A moderate positive correlation was observed between the N/HGBR and the neutrophil-to-lymphocyte ratio (NLR) (r = 0.67, p = 0.0247), although this correlation lost statistical significance after Bonferroni correction (adjusted p = 0.1729). Similarly, a negative correlation was found between the N/HGBR and hemoglobin levels (HGB) (r = −0.44, p = 0.1173), which was also non-significant after correction (adjusted p = 0.8211).
The correlation between the N/HGBR and lymphocyte count (LYM) was minimal (r = −0.01, p = 0.4897), and this result remained non-significant after correction. A moderate positive correlation between the N/HGBR and monocyte count (MONO) (r = 0.55, p = 0.0609) was also observed, but it became non-significant after correction (adjusted p = 0.4263). Likewise, the N/HGBR showed a weak positive correlation with NMR (r = 0.45, p = 0.1141), which was not statistically significant after the correction (adjusted p = 0.7987).
Finally, no significant correlation was found between the N/HGBR and BDI (r = −0.10, p = 0.3954), and this result remained non-significant even after correction (adjusted p = 2.7678).

4. Discussion

The outcomes of this study stress the possible significance of peripheral inflammation in the context of clinical severity.
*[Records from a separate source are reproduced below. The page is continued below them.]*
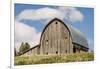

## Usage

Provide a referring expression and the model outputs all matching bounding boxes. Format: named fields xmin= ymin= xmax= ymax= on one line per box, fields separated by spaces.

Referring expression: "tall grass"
xmin=14 ymin=53 xmax=94 ymax=65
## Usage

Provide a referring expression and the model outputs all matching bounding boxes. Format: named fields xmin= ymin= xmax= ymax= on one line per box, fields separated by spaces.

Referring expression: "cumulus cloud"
xmin=17 ymin=7 xmax=84 ymax=22
xmin=15 ymin=21 xmax=41 ymax=49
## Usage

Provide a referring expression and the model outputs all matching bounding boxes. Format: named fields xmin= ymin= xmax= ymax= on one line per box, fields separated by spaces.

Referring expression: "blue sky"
xmin=14 ymin=4 xmax=94 ymax=50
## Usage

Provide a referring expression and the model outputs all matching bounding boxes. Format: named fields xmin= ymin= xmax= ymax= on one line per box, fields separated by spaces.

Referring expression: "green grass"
xmin=14 ymin=53 xmax=94 ymax=65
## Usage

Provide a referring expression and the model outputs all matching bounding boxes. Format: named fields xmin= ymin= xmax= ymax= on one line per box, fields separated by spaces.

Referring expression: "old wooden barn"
xmin=20 ymin=18 xmax=88 ymax=55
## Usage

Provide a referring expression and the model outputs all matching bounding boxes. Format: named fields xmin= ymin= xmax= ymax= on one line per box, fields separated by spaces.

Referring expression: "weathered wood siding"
xmin=23 ymin=46 xmax=39 ymax=56
xmin=40 ymin=20 xmax=73 ymax=54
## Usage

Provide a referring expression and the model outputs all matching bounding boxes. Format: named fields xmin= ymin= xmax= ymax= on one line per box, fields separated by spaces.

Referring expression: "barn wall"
xmin=23 ymin=46 xmax=39 ymax=56
xmin=40 ymin=21 xmax=73 ymax=54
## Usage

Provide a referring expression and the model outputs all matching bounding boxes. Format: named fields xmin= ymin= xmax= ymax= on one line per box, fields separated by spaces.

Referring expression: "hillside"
xmin=14 ymin=53 xmax=94 ymax=65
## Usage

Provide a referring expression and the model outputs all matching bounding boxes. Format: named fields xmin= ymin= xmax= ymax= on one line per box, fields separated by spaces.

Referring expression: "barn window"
xmin=56 ymin=51 xmax=58 ymax=54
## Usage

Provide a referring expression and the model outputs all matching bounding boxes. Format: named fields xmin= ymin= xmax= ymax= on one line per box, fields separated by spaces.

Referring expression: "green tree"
xmin=19 ymin=42 xmax=24 ymax=54
xmin=14 ymin=48 xmax=17 ymax=56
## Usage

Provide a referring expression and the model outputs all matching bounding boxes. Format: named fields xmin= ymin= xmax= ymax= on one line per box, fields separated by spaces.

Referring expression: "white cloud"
xmin=15 ymin=21 xmax=41 ymax=50
xmin=17 ymin=7 xmax=84 ymax=22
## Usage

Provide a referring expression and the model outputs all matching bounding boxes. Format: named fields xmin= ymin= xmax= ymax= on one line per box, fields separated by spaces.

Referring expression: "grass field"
xmin=14 ymin=53 xmax=94 ymax=65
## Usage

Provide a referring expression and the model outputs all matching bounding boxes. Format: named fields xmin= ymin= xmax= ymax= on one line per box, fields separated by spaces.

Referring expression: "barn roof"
xmin=40 ymin=18 xmax=88 ymax=48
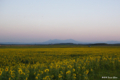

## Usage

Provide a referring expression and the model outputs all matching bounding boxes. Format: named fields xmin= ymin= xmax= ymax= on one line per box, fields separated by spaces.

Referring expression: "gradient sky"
xmin=0 ymin=0 xmax=120 ymax=42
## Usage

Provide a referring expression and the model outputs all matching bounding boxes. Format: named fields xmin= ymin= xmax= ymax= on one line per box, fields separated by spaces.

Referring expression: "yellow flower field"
xmin=0 ymin=46 xmax=120 ymax=80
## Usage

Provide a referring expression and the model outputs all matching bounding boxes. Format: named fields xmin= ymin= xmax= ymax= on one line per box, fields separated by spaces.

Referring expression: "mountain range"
xmin=0 ymin=39 xmax=120 ymax=44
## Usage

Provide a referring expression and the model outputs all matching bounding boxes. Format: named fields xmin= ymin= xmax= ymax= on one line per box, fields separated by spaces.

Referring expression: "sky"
xmin=0 ymin=0 xmax=120 ymax=42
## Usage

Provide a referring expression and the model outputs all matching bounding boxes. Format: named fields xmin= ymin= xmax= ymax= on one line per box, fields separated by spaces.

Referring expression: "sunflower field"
xmin=0 ymin=46 xmax=120 ymax=80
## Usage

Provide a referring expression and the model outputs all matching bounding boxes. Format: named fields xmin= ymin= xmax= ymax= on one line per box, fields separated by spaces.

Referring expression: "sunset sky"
xmin=0 ymin=0 xmax=120 ymax=42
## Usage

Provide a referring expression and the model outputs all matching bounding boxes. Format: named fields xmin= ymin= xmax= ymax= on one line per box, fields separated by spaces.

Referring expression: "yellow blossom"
xmin=66 ymin=70 xmax=71 ymax=74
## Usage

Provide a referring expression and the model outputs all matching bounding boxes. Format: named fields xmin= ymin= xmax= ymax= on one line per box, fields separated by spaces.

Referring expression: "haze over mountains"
xmin=0 ymin=39 xmax=120 ymax=44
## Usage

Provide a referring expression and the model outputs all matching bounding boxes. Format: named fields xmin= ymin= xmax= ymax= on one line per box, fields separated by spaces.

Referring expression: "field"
xmin=0 ymin=45 xmax=120 ymax=80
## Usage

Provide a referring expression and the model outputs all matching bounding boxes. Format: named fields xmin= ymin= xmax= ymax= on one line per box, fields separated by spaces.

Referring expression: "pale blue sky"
xmin=0 ymin=0 xmax=120 ymax=42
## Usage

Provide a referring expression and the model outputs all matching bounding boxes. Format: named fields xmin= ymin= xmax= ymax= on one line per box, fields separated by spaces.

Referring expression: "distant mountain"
xmin=41 ymin=39 xmax=81 ymax=44
xmin=106 ymin=41 xmax=120 ymax=44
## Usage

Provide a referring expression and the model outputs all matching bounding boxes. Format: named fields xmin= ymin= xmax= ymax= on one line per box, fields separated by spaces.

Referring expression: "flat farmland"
xmin=0 ymin=45 xmax=120 ymax=80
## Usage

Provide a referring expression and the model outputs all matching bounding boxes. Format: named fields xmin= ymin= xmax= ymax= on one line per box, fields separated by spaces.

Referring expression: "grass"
xmin=0 ymin=45 xmax=120 ymax=80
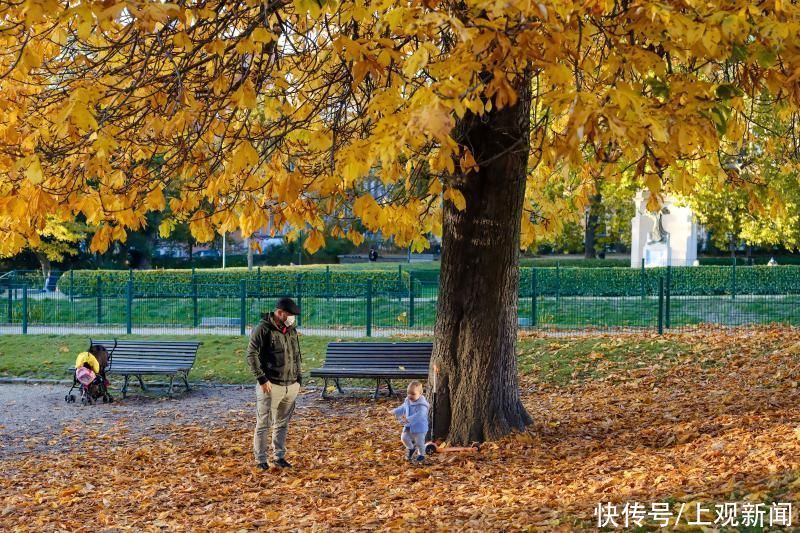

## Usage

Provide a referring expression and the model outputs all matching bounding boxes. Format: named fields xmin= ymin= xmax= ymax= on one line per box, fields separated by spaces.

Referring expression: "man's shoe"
xmin=275 ymin=457 xmax=292 ymax=468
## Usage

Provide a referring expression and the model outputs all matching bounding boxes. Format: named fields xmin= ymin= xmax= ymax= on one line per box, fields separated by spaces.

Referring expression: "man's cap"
xmin=276 ymin=298 xmax=300 ymax=315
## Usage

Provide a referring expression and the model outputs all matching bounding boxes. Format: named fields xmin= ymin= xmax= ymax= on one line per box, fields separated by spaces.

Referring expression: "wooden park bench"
xmin=89 ymin=339 xmax=202 ymax=398
xmin=311 ymin=342 xmax=433 ymax=398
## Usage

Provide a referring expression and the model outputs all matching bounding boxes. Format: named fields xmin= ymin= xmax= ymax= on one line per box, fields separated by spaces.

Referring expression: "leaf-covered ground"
xmin=0 ymin=328 xmax=800 ymax=531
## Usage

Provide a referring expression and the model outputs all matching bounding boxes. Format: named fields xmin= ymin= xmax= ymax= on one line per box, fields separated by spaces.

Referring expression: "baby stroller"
xmin=64 ymin=344 xmax=114 ymax=405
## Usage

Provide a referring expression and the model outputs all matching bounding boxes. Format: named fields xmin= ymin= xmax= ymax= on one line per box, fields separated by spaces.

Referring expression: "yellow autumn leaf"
xmin=303 ymin=230 xmax=325 ymax=254
xmin=444 ymin=187 xmax=467 ymax=211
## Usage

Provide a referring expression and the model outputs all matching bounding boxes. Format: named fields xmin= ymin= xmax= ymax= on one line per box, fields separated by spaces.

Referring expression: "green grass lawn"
xmin=0 ymin=335 xmax=687 ymax=385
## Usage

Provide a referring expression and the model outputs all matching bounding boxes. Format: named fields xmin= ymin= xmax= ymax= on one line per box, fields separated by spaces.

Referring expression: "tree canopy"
xmin=0 ymin=0 xmax=800 ymax=254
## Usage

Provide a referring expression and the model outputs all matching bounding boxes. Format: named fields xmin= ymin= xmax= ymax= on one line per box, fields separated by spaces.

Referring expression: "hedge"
xmin=58 ymin=266 xmax=800 ymax=298
xmin=58 ymin=268 xmax=409 ymax=297
xmin=519 ymin=266 xmax=800 ymax=296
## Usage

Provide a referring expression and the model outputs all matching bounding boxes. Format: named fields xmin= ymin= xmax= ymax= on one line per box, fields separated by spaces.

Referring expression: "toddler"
xmin=391 ymin=381 xmax=430 ymax=463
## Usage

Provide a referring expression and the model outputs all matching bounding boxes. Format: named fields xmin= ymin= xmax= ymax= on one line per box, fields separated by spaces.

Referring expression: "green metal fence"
xmin=0 ymin=266 xmax=800 ymax=336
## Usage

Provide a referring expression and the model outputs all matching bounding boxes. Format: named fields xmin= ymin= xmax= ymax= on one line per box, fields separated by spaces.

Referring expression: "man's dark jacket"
xmin=247 ymin=313 xmax=302 ymax=385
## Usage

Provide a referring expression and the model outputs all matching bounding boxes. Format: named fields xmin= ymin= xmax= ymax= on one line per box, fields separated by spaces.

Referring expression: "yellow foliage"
xmin=0 ymin=0 xmax=800 ymax=256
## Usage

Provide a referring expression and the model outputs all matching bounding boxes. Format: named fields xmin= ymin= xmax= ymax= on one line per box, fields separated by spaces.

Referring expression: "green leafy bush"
xmin=58 ymin=267 xmax=409 ymax=297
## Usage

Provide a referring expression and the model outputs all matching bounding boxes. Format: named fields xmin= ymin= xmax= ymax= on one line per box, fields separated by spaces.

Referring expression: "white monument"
xmin=631 ymin=190 xmax=697 ymax=268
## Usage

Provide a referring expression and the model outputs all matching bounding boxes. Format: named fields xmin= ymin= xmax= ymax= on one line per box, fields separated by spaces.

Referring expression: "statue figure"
xmin=645 ymin=207 xmax=669 ymax=244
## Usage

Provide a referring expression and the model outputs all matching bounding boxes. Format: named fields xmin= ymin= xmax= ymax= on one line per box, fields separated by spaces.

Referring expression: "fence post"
xmin=531 ymin=268 xmax=536 ymax=328
xmin=125 ymin=278 xmax=133 ymax=335
xmin=556 ymin=263 xmax=561 ymax=302
xmin=408 ymin=272 xmax=414 ymax=328
xmin=97 ymin=275 xmax=103 ymax=324
xmin=325 ymin=265 xmax=331 ymax=298
xmin=367 ymin=279 xmax=372 ymax=337
xmin=239 ymin=279 xmax=247 ymax=335
xmin=295 ymin=273 xmax=303 ymax=328
xmin=8 ymin=282 xmax=11 ymax=324
xmin=639 ymin=257 xmax=644 ymax=300
xmin=192 ymin=272 xmax=199 ymax=327
xmin=658 ymin=277 xmax=664 ymax=335
xmin=664 ymin=265 xmax=672 ymax=329
xmin=22 ymin=283 xmax=28 ymax=335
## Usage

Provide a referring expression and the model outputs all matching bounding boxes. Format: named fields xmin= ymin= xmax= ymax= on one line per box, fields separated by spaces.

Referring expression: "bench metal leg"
xmin=322 ymin=378 xmax=328 ymax=400
xmin=372 ymin=379 xmax=381 ymax=400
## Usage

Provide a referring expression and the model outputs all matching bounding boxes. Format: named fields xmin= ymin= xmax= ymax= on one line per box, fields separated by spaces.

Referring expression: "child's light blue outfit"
xmin=392 ymin=395 xmax=430 ymax=459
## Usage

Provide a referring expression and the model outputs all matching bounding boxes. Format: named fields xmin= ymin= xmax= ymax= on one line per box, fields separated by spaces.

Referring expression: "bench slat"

This study reveals that the level of neutrophils in patients affected by PSP with depression is lower than in patients with PSP without depression and in healthy controls. This shows that the combined effect of PSP and depression may be affected by an additional factor inhibiting the stimulation of neutrophils; however, the description of this process is not specified.
Depression is associated with increased levels of neutrophils, as stressed in multiple studies regarding non-specific inflammatory factors such as the neutrophil-to-lymphocyte ratio. The increased levels of this parameter were found to be correlated with the severity of depression and cardiovascular risk factors [10]. In this context, an intuitive outcome of this study suggests that the neutrophils and derived factors, like the neutrophil-to-hemoglobin ratio in the group of PSP with depression, should be increased, which is contrary to the actual outcomes. The results of this study may be partly explained by the impact of two clinical aspects: PSP as the primary disease and depression as the co-existing factor. The pathophysiology of PSP is linked to neuroinflammation; however, a more thorough analysis of the recently discovered mechanisms underlying this disease indicates the possible significance of certain cytokines regarded as anti-inflammatory factors. Evaluations of the M2 phenotype of microglia have indicated its possible relevance in tauopathies at their early stages. M2 is related to the production of IL-4, IL-10, IL-13, and TGF-β, which are classified as anti-inflammatory cytokines [11]. In this context, the PSP pathomechanism tends to be a complex process affected by proinflammatory factors, such as IL-1 and IL-6, and the abovementioned anti-inflammatory cytokines [12].
Previous assessments of inflammation in PSP showed a positive correlation between PLR and IL-6 in serum [12]. This may suggest that the microglial activation impacting the levels of IL-6 may play a role in the evolution of certain groups of symptoms in atypical Parkinsonism. Peripheral inflammatory parameters have yet to be used to examine this group. Initially, studies concerning this assessment were based on the analysis of NLR [13]. They indicated the possibly elevated levels of NLR among patients with PSP in comparison with patients with Parkinson’s Disease. The examination of PSP and CBS did not show any significant differences in NLR. Patients with PSP-RS had higher levels of NLR than the control group [14]. A meta-analysis on the significance of NLR showed higher levels of neutrophils among patients with PSP and not significantly deviated lymphocytes compared to controls [15]. The activated leukocyte metabolism in PSP and NRF2/HO-1 pathway activation were linked with accumulation in peripheral blood mononuclear cells [16]. The features were found to be negatively correlated with the PSP-rating scale. Examinations concerning the association between peripheral inflammatory parameters and neuroimaging revealed a negative correlation between NHR and perfusion in the insula and thalamus only among patients with CBS [17], which has not been confirmed in PSP. The results obtained from these studies suggest that the inflammatory impact may differ depending on the region of interest in neuroimaging.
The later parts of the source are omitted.